Athnid Stables, which is named after Michael’s farm in Ireland, forms part of a Celtic enclave on the Hamilton Road, with young Irish trainers David Lanigan next door and Ed Vaughan and Simon Callaghan opposite.

“I couldn’t train in Ireland again, I had to travel 60 miles to use good gallops,” says Michael, who has now served up a delicious breakfast which has momentarily stopped Noel’s flow of conversation. “I can’t understand why there aren’t more National Hunt horses in Newmarket because the facilities are absolutely fantastic. It took me 12 months to get used to the place but someone said to me ‘you try going away from here and you’ll always come back’ and they were right.”

Noel’s finished his sausage and agrees with these sentiments: “In Newmarket, the best thing is not to bother about anyone else and do your own thing. Where in the world could you go to have two racecourses, the best sales complex, a big airport 20 minutes down the road, the best gallops, a great nightclub – and even a lapdancing club!”
While the two brothers now count the town as their permanent home, Ireland has not gone short of Quinlans, as they are but two of ten children.

“There were six boys and four girls; one of our sisters died from cancer a few years ago but the rest of us are still alive,” says Noel. “God knows how because we drink and we smoke and use too much sugar, too much butter, too much everything.”

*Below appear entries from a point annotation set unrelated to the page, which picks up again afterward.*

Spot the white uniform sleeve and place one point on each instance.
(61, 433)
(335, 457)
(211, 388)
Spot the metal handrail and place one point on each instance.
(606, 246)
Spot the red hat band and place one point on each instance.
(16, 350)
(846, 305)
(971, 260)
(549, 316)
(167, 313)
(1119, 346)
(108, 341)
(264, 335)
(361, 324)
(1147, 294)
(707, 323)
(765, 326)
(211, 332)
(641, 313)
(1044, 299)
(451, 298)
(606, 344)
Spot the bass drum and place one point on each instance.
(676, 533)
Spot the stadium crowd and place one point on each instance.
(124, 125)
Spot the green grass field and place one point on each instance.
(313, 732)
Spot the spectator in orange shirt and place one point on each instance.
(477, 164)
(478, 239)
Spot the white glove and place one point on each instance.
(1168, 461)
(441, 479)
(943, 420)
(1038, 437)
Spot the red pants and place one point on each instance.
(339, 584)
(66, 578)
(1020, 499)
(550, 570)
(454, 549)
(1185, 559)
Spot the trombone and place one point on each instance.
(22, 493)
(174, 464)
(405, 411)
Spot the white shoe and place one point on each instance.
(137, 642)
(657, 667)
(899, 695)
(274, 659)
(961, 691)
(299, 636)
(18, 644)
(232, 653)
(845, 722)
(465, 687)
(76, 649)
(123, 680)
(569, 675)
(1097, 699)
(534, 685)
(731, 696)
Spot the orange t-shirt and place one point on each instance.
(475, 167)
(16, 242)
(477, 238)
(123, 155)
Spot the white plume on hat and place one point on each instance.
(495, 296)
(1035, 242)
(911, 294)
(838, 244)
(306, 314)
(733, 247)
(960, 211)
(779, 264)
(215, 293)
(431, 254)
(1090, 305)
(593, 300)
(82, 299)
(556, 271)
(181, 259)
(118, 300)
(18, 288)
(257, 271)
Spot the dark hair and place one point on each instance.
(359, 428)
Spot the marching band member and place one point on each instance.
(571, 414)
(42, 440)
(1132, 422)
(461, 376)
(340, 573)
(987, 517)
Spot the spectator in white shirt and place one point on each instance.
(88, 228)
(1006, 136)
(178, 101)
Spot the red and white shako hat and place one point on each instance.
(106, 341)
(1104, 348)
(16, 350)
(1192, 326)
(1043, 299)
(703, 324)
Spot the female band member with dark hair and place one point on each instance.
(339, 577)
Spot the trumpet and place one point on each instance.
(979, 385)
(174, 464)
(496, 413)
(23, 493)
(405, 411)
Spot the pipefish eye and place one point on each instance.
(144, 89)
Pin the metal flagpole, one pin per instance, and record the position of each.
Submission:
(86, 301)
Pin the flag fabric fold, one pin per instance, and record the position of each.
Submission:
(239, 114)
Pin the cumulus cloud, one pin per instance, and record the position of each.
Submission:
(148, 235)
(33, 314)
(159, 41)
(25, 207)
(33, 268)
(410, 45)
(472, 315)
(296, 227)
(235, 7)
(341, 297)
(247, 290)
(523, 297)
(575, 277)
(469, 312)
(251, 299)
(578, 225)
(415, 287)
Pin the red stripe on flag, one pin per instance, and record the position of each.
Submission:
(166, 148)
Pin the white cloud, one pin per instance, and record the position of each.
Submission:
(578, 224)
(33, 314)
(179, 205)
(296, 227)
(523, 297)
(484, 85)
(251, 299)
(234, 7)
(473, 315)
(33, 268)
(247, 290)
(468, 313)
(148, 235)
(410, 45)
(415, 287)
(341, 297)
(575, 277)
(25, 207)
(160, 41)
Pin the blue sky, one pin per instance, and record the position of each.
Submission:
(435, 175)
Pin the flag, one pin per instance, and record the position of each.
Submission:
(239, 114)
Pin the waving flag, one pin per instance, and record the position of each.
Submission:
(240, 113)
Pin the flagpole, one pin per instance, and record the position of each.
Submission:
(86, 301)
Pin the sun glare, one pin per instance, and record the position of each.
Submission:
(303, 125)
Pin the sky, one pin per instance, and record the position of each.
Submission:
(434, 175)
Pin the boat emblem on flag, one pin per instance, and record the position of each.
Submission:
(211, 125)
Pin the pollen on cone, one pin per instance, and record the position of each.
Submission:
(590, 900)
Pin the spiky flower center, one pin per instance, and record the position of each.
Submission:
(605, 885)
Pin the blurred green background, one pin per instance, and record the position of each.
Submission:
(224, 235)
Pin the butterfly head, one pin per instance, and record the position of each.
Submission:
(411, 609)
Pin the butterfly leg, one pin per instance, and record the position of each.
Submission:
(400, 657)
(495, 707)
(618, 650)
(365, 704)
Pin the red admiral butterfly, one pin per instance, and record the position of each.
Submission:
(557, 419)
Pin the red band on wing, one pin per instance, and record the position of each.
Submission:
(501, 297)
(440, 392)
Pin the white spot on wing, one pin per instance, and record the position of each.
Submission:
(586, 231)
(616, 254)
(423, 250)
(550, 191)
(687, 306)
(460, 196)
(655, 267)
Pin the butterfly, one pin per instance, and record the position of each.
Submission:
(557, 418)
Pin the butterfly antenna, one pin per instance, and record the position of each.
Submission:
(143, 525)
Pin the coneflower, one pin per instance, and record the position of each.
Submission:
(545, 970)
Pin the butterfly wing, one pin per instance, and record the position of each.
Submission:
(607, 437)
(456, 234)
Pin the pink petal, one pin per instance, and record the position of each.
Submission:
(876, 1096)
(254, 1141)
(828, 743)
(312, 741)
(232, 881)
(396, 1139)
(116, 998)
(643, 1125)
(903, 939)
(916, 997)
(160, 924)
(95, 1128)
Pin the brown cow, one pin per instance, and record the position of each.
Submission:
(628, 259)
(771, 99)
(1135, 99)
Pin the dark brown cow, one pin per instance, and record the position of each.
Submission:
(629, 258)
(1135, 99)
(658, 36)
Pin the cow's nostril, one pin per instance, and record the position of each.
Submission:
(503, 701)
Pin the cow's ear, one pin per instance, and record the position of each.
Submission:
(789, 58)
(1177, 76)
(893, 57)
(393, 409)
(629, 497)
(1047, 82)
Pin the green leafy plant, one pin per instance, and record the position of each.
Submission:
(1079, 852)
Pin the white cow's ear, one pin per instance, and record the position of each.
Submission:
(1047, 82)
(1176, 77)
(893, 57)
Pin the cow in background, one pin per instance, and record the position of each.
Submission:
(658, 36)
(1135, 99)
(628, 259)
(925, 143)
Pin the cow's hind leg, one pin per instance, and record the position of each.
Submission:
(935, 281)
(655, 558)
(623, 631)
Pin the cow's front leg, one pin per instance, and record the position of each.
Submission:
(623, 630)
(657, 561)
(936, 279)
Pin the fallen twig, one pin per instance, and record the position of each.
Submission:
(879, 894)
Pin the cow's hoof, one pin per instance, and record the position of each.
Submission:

For many people, working so closely with family members might also prove to be too much but this is not the case for the Michael and Noel.

“It’s a marriage made in heaven – we never fight,” grins Noel.

For once, Michael seems determined to have the last word: “You couldn’t fight with him,“ he says nodding at his brother. “He’s such a nice fella.”

As the trainer-cum-chef sends your reporter on her way with a loaf of homemade bread and a plate of food for later, it would seem the same could be said for both Quinlans.